For more information on Sammy visit www.pfadp.org and
http://savesammy.blogspot.com.

(This section is based on information provided by
Samuel Flippen’s legal team.)


--------------------------------------------------------------------------------



3. Contact Your District Attorney Day
Wednesday, August 16, 2006
11 a.m. – 1 p.m.

Chances are your district attorney rarely if ever
hears from constituents opposing the death penalty. We
need to change that. Follow the steps you followed
with your legislator.

Build a relationship with your DA. Ask them to support
if not a repeal of the death penalty, then a
moratorium on executions and reforms of the death
penalty system,

Please let PFADP know how your conversations went.

4. Call Your Radio Station Day
Thursday, August 17, 2006
Call during live broadcast hours.

Call up your local talk radio shows—even if you think
your views will be challenged.

For contact information on talk radio stations across
the state, go to our Website.

Be brief and be brave. You might be surprised, if you
call a conservative show, at the level of agreement
with you. Share your concerns about the
disproportionality of Sammy Flippen’s death sentence,
and your other concerns about the death penalty.
Mention your concern for Britnie Hutton and her
family, that this execution will not bring the family
the closure and healing they need. Suggest that either
North Carolina repeal the death penalty or in the
least halt executions to allow for a comprehensive
review and reform of the death penalty system to make
it less unjust and less likely to condemn innocent
people to death.

5. Write Your Newspaper Day
Friday, August 18, 2006

For contact info on many newspapers in North Carolina,
visit:

http://www.pfadp.org/takeaction/stop.htm

Sample letter if Sammy is killed:

Dear Editor,

Samuel Flippen was executed this morning by the people
of North Carolina.

No one claimed Samuel Flippen was among the worst of
the worst. Ninety-nine percent of murder cases—even
those involving tragic murders of children—are not
death penalty cases. Flippen died because our system
of deciding who’s crime is worst is so prone to get it
wrong. Now another family is grieving. Are we any
safer?

It’s time to decide: Either the death penalty is too
immoral or impractical in this day and age and we
abolish it. Or at least we stop executions so that we
can comprehensively reform this system to make it less
unfair and less likely to condemn innocent people.

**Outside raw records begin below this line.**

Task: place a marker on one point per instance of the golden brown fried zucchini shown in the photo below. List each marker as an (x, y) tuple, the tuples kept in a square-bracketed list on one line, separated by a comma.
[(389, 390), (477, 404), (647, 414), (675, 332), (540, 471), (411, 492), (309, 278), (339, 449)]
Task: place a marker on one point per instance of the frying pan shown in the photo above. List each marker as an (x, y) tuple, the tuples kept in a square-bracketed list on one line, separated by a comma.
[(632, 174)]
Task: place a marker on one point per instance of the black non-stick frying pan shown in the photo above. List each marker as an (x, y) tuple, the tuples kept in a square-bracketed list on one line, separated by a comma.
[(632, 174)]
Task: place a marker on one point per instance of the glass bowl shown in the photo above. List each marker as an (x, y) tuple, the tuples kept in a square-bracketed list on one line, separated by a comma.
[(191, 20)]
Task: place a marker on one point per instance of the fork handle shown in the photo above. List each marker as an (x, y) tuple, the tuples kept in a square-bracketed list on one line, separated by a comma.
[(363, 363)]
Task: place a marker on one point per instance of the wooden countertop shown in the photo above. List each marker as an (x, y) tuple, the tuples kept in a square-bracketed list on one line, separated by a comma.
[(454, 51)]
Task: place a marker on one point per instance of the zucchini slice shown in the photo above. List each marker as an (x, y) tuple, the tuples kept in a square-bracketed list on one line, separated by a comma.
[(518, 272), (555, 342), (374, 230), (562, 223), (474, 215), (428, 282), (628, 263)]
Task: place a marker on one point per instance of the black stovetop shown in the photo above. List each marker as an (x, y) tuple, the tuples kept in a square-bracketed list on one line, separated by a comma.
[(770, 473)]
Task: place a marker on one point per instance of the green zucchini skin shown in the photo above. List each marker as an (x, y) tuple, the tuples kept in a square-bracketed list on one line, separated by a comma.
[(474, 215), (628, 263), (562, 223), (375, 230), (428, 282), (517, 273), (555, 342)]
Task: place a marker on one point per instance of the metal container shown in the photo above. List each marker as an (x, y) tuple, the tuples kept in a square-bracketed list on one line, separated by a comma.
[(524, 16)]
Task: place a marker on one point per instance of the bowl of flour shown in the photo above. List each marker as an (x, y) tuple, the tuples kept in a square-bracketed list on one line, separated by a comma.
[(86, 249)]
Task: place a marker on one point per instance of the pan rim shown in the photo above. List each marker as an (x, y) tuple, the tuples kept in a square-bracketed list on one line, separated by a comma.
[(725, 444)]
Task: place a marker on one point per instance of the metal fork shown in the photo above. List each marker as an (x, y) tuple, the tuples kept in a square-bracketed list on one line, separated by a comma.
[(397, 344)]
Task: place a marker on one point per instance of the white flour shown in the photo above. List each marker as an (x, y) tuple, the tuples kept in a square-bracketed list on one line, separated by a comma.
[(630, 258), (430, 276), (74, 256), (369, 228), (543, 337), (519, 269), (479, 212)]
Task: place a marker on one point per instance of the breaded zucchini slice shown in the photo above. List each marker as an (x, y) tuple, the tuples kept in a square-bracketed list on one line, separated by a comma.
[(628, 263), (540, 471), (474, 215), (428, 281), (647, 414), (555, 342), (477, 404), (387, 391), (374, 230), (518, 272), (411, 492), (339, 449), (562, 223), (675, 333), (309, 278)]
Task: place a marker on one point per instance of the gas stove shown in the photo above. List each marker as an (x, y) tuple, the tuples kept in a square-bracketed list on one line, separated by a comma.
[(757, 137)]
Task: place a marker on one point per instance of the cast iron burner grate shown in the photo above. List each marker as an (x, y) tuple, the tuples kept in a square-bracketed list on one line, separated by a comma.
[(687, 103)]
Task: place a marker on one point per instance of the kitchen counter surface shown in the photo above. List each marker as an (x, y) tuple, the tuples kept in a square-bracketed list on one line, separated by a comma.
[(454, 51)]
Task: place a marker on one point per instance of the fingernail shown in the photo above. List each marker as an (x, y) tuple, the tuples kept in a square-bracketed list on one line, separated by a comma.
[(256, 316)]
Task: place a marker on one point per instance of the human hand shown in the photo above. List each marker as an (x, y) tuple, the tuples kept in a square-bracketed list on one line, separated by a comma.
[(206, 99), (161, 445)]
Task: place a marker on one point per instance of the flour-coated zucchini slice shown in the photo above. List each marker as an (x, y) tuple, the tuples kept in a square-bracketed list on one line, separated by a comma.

Sample letter if Sammy if granted clemency:

Dear Editor,

Congratulations to Gov. Mike Easley for his decision
to grant clemency to Samuel Flippen.

If we are going to have a death penalty, then let us
recognize, as Gov. Easley has, that death sentences
must be applied fairly and in proportion to other
crimes. Samuel Flippen does not deserve to die.

Now let’s start asking questions about the problems in
the system that put him on death row in the first
place.


Please Also Remember…

Throughout this time, please pray for Sammy Flippen
and for his mother and father and all of his family
and friends who love him. Pray for Britnie Hutton and
her family and for all victims of violence.